Davalı vekilinin cevap dilekçesi özetle; Davacı taraf iddialarının tamamen hukuki dayanaktan yoksun olduğunu, taraflar arasında yürürlükte olan sözleşmelerin 15.01.2019 tarihli Bayilik Sözleşmesi, Çerçeve Protokol ve ekleri olduğunu, sözleşme sona ermemişken, Karspet’in bu sözleşmeden doğmuş ve doğacak borçlarını teminat altına alan talep konusu teminat mektubunun iadesi, iptali veya mektup üzerinde tedbir uygulanmasının mümkün olmadığını, taraflarına verilen teminat mektubunun ” … Ltd. Şti’nin … … A.Ş’den yaptığı ve yapacağı her türlü mal ve hizmet alımlarından, şirketinize tevdi edilmiş taahhütnamelerinden ve kefaletnamelerinden, şirketinizle akdettiği anlaşmalardan ve bayilikle ilgili sair bütün ticari işlemlerinden doğmuş ve doğacak olan borçların teminatı olmak üzere…” verildiğini, sözleşme devam ederken teminat mektubunun iptalinin ve iadesinin istenemeyeceğini, Davacının intifa hakkı ile ilgili dava açamayacağını, intifa konusu davanın bu dava olamayacağını, ancak bu davayı dava dışı malikin açabileceğini, davacının intifa hakkına ve istasyona yapılan yatırımlara dair iddialarının da gerçeğe aykırı olduğunu, davalı ve dava dışı taşınmaz malikinin, intifa hakkının muafiyet kapsamı dışında kalmasına rağmen, dikey ilişkiyi yenilediklerini, bu kapsamda intifanın terkini taleplerinin bulunmadığını açıkça kabul ettiğini, Davacını iddiasının aksine müvekkili olan şirketin taraflar arasında akdedilen anlaşmalardan kaynaklanan edimlerini eksiksiz olarak yerine getirdiğini, davacının tedbir verilmemesi halinde telafisi imkansız zararlar doğacağı iddiasının hukuki ve maddi dayanaktan yoksun olduğunu, açıklanan ve resen göz önünde bulundurulacak nedenlerle, öncelikle davacının haksız ihtiyati tedbir talebinin reddine, neticede haksız davanın reddine, yargılama giderleri ve vekalet ücretinin davacı üzerinde bırakılmasına karar verilmesini talep etmiştir.

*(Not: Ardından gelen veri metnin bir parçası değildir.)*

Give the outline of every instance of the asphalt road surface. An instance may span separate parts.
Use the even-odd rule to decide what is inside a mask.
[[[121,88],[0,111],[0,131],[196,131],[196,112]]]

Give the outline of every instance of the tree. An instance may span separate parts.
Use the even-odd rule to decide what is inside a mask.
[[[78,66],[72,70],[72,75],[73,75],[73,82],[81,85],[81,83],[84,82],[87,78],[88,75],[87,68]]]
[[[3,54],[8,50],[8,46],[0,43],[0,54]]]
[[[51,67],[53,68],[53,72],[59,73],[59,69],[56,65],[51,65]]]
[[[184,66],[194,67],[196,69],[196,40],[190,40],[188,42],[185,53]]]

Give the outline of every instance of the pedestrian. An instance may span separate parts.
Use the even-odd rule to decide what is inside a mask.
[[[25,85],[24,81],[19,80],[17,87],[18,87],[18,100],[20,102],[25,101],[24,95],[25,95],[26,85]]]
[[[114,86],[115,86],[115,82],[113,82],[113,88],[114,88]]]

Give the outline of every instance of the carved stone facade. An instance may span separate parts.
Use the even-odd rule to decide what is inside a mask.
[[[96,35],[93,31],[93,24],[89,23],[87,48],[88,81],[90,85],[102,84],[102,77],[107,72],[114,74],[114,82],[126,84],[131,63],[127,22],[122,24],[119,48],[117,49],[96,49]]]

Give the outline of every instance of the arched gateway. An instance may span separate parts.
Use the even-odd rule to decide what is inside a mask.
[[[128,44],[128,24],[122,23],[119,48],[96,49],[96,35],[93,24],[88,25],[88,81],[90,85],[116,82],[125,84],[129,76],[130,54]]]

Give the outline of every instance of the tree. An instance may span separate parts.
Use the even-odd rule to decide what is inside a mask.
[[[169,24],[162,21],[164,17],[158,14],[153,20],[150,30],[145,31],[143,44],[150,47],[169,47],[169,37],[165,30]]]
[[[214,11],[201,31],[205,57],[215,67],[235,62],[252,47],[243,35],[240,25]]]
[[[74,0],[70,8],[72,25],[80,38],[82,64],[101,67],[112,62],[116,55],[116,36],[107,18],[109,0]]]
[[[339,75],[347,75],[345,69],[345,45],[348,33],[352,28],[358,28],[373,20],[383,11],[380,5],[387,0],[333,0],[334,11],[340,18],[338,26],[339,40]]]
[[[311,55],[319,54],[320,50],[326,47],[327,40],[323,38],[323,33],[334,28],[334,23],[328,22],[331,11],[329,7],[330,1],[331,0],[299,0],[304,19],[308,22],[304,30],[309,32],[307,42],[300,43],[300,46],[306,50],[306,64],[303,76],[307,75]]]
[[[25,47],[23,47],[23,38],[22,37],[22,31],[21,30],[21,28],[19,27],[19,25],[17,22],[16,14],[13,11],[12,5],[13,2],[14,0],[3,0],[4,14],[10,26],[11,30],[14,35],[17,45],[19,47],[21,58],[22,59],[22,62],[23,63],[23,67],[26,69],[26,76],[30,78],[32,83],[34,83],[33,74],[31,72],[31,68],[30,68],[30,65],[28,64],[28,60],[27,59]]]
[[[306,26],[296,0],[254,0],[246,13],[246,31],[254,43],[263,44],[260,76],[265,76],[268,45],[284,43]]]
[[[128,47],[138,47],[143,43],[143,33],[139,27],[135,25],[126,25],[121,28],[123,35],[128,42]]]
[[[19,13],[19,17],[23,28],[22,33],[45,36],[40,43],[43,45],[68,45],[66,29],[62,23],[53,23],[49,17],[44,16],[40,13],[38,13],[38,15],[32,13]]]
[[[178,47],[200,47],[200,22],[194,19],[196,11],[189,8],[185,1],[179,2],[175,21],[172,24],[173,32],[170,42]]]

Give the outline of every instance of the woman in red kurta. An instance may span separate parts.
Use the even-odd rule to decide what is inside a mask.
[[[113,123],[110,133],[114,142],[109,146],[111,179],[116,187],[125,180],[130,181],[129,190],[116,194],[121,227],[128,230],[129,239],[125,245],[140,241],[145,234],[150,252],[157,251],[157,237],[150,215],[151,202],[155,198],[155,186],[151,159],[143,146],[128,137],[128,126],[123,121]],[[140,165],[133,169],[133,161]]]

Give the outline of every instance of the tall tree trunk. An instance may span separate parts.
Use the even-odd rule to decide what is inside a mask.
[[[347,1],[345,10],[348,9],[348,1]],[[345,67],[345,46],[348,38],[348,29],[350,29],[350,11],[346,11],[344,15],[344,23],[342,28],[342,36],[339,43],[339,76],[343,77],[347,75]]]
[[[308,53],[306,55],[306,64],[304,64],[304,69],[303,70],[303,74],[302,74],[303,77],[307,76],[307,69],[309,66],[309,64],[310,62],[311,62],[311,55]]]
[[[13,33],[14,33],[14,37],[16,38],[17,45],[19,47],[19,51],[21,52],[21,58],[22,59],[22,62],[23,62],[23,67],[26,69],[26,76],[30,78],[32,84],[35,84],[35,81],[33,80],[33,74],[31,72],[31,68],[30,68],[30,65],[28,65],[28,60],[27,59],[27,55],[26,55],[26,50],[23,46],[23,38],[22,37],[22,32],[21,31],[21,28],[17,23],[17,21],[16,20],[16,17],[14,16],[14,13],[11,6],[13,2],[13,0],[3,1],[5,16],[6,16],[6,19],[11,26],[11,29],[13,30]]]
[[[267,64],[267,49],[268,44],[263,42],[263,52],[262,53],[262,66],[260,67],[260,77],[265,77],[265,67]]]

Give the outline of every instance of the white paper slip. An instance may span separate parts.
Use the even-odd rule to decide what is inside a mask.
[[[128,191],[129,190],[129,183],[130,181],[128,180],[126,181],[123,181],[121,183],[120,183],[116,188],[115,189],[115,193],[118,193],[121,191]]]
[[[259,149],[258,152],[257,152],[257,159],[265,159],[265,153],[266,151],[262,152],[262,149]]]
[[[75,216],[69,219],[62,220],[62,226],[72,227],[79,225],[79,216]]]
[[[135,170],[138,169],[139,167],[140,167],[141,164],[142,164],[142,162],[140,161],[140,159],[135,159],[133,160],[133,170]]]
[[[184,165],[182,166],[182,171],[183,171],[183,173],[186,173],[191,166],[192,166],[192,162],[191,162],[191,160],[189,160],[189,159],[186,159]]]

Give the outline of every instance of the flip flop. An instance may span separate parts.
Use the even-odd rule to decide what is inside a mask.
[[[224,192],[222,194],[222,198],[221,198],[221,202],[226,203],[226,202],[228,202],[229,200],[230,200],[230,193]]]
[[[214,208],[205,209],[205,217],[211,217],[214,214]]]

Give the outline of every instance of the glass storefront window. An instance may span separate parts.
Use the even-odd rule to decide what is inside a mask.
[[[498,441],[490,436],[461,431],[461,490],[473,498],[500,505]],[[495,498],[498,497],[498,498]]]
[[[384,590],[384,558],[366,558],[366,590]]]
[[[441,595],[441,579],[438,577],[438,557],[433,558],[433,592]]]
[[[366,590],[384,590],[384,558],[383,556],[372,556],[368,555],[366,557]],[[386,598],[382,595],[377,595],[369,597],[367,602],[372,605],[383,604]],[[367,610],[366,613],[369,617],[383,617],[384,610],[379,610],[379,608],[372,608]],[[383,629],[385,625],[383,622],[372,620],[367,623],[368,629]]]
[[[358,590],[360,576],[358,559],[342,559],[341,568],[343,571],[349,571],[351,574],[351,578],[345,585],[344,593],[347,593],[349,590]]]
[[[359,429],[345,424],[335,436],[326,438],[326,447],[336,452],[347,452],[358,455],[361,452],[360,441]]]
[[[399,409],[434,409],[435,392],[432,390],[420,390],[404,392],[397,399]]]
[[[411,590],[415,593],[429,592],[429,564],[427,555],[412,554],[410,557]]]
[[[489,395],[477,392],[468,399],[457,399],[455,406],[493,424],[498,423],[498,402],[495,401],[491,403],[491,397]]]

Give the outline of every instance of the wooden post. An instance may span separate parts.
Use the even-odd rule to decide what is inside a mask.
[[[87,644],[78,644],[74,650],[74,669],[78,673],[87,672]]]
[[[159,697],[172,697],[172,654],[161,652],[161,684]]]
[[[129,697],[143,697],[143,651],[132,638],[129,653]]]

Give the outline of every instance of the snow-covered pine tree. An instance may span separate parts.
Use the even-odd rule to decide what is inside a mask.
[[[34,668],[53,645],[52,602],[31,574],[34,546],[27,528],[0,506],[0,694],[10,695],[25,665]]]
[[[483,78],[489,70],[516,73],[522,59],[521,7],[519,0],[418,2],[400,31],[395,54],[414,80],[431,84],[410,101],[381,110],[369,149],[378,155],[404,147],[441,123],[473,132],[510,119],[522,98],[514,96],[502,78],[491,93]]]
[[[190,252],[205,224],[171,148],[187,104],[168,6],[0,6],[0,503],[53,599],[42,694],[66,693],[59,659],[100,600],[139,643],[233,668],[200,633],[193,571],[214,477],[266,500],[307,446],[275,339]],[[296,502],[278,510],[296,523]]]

08.09.2021 tarihli bilirkişi heyeti raporu özetle; Tarafların incelenen ticari defterlerinin usül yönünden izahının raporun tespit kısmında izah edildiğini, davacı şirketin 31.12.2020 iş bu tarih itibari ile defter ve kayıtlarında davalıya borcu gözükmediğini, davalı şirketin 31.12.2020 iş bu tarih itibari ile defter ve kayıtlarında davacıdan 248,32 TL alacağı gözüktüğünü, davalı şirketin 2021 yılı yardımcı muavin defter dökümlerinin incelendiğini, dava konusu 250.000-TL teminatın davalı defter kayıtlarında, 1003,00-TL tutarında faturadan, 17.039,20-TL tutarında kurumsal kimlik nakliye yansıtma bedelinden, 231.669,53-TL tutarında kısmi eksik tona biaen cezai şart bedeli olarak mahsuplaştırıldığını, dava konusu teminat mektubunun 19.06.2020 tarihine kadar süreli olarak düzenlenmiş olması, davacının bayilik sözleşmesi uyarınca en az 15 gün öncesinden mektup süresini uzatmakla veya mektubu yenilemekle yükümlü olması, davacının bu yükümlülüğünü yerine getirmemesi, tam aksine, sözleşme ilişkisi devam ederken sözleşmenin teminatı olarak verilen teminat mektubunun iadesini talep etmesi gibi hususlar birlikte değerlendirildiğinde; davacının teminat mektubunun iadesine ilişkin talebinin yerinde olmadığını, davalının mektubu nakde çevirme hakkının doğduğunu görüş ve beyan etmiştir.
GEREKÇE:
Dava, davalı yana bayilik sözleşmesi uyarınca verilen teminat mektubu nedeniyle borçlu olunmadığının tespitine yönelik menfi tespit davasıdır.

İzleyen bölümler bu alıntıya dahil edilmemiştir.